Grooming Talk is talk between strangers that is only there to pass the time.
The context seems to be the party or dinner-party, and this is one of the chapters in which the observations only really work for certain strata of English society. The usual reserve, the ‘embarrassed confusion’ of introductions that aren’t quite introductions – see the No-Name Rule – the ‘Pleased to Meet You’ Problem…. One must appear ‘self-conscious, ill at ease, stiff’: she seems to be describing a Hugh Grant character on a bad day.
Then some of the Gossip section could come straight out of a stand-up routine. (Fox references observational stand-up quite early on).
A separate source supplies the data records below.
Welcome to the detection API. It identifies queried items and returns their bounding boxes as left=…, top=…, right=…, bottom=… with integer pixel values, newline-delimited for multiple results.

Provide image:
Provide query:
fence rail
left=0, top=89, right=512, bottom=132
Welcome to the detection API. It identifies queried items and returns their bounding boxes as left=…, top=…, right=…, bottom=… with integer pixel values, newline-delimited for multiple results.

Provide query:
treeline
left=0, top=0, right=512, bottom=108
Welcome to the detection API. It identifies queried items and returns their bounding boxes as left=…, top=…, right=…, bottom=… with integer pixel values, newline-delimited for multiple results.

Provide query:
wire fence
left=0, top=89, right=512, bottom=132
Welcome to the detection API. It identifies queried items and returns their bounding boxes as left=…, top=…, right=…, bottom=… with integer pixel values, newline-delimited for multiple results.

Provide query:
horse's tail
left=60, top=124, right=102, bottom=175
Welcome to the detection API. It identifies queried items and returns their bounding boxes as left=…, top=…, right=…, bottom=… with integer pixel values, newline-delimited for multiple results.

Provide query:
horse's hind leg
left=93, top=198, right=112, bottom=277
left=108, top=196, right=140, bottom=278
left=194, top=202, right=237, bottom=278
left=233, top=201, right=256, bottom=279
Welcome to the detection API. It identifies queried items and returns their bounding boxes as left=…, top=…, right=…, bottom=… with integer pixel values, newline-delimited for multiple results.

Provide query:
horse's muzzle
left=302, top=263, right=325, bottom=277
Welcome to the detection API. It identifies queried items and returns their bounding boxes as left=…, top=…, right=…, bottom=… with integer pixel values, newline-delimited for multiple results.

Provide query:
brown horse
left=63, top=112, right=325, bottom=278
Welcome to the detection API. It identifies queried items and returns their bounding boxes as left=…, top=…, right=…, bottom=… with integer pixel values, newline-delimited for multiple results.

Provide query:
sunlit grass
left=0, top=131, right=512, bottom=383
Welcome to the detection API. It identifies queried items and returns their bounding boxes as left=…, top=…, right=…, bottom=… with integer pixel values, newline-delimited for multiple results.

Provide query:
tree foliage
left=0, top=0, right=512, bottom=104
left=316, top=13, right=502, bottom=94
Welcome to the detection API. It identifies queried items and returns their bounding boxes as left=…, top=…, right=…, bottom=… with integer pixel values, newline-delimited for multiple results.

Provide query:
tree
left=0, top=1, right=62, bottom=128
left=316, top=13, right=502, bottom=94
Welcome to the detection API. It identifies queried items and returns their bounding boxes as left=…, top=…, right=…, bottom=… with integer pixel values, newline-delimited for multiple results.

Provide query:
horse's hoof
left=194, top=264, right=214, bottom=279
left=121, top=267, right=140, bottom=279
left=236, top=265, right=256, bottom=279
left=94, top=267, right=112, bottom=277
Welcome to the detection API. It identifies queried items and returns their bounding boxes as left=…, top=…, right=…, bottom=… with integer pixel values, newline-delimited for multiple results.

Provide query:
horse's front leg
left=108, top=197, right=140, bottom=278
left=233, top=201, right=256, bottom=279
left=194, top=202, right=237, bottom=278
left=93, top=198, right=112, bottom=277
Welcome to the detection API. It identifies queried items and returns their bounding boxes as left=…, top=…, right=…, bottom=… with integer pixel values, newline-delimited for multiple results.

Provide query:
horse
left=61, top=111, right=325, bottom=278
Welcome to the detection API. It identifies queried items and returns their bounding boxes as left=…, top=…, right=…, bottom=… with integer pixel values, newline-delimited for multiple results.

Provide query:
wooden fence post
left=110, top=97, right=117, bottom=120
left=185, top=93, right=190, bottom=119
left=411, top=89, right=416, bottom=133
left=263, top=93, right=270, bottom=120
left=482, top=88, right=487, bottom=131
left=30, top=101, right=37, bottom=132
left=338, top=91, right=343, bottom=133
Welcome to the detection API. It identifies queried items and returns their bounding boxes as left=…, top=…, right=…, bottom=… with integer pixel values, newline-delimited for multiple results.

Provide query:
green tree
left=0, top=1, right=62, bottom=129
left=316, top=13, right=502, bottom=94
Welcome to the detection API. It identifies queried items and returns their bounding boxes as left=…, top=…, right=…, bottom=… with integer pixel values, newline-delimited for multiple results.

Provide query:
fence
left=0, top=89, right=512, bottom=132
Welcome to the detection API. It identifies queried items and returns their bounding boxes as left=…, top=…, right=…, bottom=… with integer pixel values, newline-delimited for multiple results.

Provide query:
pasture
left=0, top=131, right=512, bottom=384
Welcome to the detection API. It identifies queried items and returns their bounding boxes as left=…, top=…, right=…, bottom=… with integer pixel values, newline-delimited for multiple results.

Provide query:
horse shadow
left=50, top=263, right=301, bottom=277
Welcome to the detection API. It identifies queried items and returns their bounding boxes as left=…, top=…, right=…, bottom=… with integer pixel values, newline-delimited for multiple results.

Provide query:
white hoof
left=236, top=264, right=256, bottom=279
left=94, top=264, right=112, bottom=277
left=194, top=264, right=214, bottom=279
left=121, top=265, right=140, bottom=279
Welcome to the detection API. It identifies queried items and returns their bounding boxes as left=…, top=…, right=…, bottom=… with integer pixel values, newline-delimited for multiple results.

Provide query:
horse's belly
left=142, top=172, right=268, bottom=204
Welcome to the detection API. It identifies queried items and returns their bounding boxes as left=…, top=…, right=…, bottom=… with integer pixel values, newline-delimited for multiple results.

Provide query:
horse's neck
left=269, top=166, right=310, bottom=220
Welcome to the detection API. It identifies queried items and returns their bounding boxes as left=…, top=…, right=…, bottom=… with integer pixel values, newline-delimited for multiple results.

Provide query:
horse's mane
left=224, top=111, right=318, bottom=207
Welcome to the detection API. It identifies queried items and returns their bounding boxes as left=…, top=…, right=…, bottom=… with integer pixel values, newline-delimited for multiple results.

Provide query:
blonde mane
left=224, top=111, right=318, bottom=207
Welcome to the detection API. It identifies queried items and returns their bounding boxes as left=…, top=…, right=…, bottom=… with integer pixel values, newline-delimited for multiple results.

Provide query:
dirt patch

The names of the rules are somehow tongue-in-cheek:
- Privacy Rules,
- the Guessing-Game Rule,
- the Distance Rule – how far you are from the person spoken of, in terms of relationship or intimacy, determining how frank you can be in describing their misdemeanours –
- and the Reciprocal Disclosure Strategy.
It looks like Kate Fox is lowering her voice to a whisper.... (more privacy), doesn’t she go on?Other Grooming Talk is Bonding Talk – female compliment and counter-compliments, male Mine’s Better Than Yours Rules – and ‘finally… the Long Goodbye Rules’, which highlight ‘the importance of embarrassment and ineptitude’.
In the closing summary Fox reiterates, quite seriously, the importance of privacy. Most of what has gone before is to do with speaking while
- a) keeping your own cards close to your chest and
- b) not prying into the other person’s life without extreme caution.
Gossip is about breaking this rule, but only in ritualised, rule-bound ways.